More on Virginia Tech G5 Cluster: 17.6 Tflops

← Back to Stories (view on slashdot.org)

More on Virginia Tech G5 Cluster: 17.6 Tflops

Posted by CmdrTaco on Sunday October 12, 2003 @03:03AM from the thats-a-lotta-flops dept.

daveschroeder writes "BBC World's Click Online has a video report (with text transcript) on Virginia Tech's new 1100-node dual 2.0 GHz G5 Terascale Cluster. The report quotes the performance as 17.6 Tflops. As a point of reference, the cluster would be number 2 on the most recent June Top 500 list, behind only Japan's Earth Simulator, and considerably more than doubling the performance of the current number 3 1152-node dual 2.4 GHz Xeon MCR Linux cluster. Assuming the performance figure accurately reflects the LINPACK score (which it should; since the deadline for submissions for the upcoming list of Oct 1 has already passed, one would imagine VT would quote that figure), and depending on new entries for November's upcoming list, the cluster should almost certainly rank in the top 5 - all for only US$5.2 million.
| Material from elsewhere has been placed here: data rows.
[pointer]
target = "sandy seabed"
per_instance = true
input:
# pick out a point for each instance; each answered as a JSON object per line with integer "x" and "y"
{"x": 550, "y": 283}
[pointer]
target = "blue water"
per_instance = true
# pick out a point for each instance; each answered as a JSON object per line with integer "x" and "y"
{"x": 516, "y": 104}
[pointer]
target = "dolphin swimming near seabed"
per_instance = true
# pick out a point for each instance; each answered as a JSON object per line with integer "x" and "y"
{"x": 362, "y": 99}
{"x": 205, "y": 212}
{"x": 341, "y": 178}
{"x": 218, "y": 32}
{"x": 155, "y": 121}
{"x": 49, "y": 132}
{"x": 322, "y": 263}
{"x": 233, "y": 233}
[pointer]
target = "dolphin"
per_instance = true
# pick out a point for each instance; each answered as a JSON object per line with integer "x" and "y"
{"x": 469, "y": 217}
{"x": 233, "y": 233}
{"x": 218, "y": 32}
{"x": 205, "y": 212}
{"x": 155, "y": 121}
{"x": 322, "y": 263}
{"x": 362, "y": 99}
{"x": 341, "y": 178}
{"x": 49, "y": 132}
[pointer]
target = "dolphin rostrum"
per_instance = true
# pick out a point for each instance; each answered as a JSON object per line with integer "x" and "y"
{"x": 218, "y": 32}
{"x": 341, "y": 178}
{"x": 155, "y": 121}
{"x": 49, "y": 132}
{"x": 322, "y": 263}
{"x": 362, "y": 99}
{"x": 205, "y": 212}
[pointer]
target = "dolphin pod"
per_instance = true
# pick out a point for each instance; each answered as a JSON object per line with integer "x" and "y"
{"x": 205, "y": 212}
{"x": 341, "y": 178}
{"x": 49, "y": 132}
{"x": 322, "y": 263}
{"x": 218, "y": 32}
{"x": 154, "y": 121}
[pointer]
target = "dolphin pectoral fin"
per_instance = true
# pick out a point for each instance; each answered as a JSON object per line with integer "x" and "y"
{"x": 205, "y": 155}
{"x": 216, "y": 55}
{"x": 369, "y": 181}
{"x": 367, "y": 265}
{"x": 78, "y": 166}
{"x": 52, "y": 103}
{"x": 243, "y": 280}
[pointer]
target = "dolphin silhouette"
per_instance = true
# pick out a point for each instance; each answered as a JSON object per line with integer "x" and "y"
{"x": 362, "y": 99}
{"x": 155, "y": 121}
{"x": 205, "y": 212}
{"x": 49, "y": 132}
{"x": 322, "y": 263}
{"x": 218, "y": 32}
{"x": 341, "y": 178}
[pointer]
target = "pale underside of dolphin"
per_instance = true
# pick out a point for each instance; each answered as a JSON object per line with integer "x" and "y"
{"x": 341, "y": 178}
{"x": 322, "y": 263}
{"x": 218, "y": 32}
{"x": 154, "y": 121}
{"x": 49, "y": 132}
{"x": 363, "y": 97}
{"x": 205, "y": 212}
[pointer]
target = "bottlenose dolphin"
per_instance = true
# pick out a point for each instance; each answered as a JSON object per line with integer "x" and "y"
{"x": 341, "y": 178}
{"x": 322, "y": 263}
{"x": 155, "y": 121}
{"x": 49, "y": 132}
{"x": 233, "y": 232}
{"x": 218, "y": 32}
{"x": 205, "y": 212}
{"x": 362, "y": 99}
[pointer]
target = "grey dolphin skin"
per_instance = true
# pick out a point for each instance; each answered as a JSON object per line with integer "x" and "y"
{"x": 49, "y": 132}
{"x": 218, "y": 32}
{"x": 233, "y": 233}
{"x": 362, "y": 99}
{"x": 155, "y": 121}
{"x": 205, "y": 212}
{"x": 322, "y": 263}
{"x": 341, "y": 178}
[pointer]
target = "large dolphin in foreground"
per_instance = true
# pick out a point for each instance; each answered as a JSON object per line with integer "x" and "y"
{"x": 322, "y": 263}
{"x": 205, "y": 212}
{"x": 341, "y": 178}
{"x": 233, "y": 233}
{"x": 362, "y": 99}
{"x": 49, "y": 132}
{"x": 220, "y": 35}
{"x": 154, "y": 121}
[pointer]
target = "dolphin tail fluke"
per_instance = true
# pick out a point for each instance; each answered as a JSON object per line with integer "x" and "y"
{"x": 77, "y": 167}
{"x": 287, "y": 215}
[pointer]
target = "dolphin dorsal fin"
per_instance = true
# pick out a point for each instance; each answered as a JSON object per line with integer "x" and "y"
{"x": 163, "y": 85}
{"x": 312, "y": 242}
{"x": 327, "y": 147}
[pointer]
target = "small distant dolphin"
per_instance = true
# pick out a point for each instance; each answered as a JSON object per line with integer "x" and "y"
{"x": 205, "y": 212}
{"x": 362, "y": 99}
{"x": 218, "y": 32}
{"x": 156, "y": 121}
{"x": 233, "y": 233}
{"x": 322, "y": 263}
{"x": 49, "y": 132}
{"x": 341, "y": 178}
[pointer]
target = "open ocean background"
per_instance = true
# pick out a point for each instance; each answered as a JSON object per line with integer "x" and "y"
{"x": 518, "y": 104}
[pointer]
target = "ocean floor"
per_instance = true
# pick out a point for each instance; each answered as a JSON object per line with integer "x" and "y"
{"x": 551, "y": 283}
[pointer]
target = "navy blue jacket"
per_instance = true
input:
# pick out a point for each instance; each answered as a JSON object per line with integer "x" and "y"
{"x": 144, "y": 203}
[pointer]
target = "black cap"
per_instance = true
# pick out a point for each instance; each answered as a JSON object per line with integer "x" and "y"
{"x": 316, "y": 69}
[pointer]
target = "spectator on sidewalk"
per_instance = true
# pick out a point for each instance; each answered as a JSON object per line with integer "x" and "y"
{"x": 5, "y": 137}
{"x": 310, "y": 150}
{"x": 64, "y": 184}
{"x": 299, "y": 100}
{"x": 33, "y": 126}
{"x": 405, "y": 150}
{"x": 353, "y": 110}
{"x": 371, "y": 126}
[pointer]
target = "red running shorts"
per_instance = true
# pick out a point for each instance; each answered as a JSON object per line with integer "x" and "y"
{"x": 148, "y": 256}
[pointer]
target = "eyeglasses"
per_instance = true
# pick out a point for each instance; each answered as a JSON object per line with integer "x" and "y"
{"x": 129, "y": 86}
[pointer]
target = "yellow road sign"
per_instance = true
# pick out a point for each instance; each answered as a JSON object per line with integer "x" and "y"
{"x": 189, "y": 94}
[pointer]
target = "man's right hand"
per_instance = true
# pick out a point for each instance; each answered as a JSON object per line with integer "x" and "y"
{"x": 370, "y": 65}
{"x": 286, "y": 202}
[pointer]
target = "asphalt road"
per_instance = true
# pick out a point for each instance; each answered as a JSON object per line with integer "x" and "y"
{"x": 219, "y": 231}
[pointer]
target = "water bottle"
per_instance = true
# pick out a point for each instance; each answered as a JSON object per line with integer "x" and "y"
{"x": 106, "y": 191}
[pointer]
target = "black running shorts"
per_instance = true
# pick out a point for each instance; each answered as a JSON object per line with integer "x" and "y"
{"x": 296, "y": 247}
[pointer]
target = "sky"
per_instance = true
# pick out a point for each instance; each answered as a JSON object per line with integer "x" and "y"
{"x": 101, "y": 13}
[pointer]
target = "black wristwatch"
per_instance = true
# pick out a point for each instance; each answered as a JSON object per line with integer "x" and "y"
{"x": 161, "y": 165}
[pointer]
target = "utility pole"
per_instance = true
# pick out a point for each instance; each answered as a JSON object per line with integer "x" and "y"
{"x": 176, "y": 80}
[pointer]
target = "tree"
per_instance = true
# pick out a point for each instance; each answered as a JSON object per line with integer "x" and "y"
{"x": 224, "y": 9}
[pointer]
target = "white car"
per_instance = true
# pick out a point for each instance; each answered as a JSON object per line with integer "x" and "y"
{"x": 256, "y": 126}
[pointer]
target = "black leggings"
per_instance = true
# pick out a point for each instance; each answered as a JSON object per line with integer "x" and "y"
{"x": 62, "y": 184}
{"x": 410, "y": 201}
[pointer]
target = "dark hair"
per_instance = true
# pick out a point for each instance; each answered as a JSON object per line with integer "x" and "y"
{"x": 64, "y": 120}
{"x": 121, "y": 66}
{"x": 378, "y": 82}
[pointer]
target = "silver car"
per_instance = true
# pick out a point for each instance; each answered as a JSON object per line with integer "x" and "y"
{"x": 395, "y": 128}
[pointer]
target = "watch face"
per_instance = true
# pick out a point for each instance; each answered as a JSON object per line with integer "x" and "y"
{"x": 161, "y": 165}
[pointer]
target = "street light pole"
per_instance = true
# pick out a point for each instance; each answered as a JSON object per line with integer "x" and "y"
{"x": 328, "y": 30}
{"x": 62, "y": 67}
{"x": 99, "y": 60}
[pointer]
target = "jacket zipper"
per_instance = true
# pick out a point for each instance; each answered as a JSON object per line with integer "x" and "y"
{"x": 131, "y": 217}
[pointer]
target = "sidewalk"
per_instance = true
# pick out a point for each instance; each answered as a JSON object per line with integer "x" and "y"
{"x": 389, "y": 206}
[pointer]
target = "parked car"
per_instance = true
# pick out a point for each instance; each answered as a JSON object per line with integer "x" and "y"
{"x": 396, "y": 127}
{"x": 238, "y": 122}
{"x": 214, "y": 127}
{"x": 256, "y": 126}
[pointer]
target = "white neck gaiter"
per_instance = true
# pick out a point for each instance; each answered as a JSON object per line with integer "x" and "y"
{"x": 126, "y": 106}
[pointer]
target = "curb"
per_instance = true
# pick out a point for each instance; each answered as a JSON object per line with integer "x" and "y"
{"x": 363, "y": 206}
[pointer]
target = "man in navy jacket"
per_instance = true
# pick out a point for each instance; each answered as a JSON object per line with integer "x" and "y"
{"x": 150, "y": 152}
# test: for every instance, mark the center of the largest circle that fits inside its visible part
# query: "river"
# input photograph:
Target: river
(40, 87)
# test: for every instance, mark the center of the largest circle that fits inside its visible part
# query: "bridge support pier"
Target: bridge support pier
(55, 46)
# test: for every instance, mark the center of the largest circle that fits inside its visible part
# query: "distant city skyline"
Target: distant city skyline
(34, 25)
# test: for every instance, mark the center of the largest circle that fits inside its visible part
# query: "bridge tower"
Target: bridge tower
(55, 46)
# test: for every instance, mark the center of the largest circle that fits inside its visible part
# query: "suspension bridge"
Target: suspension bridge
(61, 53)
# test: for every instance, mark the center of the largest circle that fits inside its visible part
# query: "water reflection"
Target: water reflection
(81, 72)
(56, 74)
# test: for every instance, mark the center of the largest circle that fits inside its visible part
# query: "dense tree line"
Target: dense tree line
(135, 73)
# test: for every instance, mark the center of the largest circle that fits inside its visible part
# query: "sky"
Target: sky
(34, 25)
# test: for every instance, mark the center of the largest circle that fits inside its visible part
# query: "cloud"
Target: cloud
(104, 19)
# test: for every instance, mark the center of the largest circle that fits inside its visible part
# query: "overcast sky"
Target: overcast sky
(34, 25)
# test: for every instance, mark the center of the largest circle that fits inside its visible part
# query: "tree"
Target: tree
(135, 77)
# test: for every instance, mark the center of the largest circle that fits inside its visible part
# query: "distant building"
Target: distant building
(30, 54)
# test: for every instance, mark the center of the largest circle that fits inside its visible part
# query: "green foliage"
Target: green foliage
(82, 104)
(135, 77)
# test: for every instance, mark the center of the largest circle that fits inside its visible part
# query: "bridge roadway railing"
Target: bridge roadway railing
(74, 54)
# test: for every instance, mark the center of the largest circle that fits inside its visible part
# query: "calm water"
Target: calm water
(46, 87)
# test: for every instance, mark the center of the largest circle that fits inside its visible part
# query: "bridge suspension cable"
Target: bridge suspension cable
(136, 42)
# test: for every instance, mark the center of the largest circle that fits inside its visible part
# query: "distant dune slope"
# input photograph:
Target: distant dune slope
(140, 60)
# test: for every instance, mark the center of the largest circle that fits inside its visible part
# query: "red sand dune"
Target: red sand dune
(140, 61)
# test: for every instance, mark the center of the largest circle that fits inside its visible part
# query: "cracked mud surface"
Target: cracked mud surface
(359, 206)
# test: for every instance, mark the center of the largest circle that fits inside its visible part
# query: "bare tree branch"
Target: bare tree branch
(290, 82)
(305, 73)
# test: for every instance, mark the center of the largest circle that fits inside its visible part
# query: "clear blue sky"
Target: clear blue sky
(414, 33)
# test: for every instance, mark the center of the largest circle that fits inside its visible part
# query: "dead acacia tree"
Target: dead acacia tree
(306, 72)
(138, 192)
The video report is available in Windows Media 9 and Real formats; the relevant portion starts at 13:00."

24 of 390 comments (clear)

Better links for Windows Media by Mwongozi · 2003-10-12 03:07 · Score: 4, Informative

You can watch just the report itself, no skipping required, by following the links on this page:
http://www.bbcworld.com/content/template_clickonli ne.asp?pageid=666&co_pageid=3
Heist by DarkHazard · 2003-10-12 03:08 · Score: 2, Funny

Surley they only need 1099 G5s.
Yes, but, by Anonymous Coward · 2003-10-12 03:11 · Score: 2, Funny

can it defeat an iMac in Apple's Photoshop benchmarks ;-)?
Re:Can the results be trusted? by sakusha · 2003-10-12 03:13 · Score: 5, Informative

They have previously discussed this, they use error correction algorithms, no ECC RAM necessary.
Twice as fast...? by suwain_2 · 2003-10-12 03:14 · Score: 2, Interesting

...considerably more than doubling the performance of the current number 3 1152-node dual 2.4 GHz Xeon MCR Linux cluster.

If I understand this correctly, it's saying that a G5 is more than twice as fast as a dual 2.4 GHz Xeon? (1152 dual 2.4 GHz Xeons vs 1100 dual 2.0 GHz G5s -- there are fewer G5s and they run at a slower clock speed.)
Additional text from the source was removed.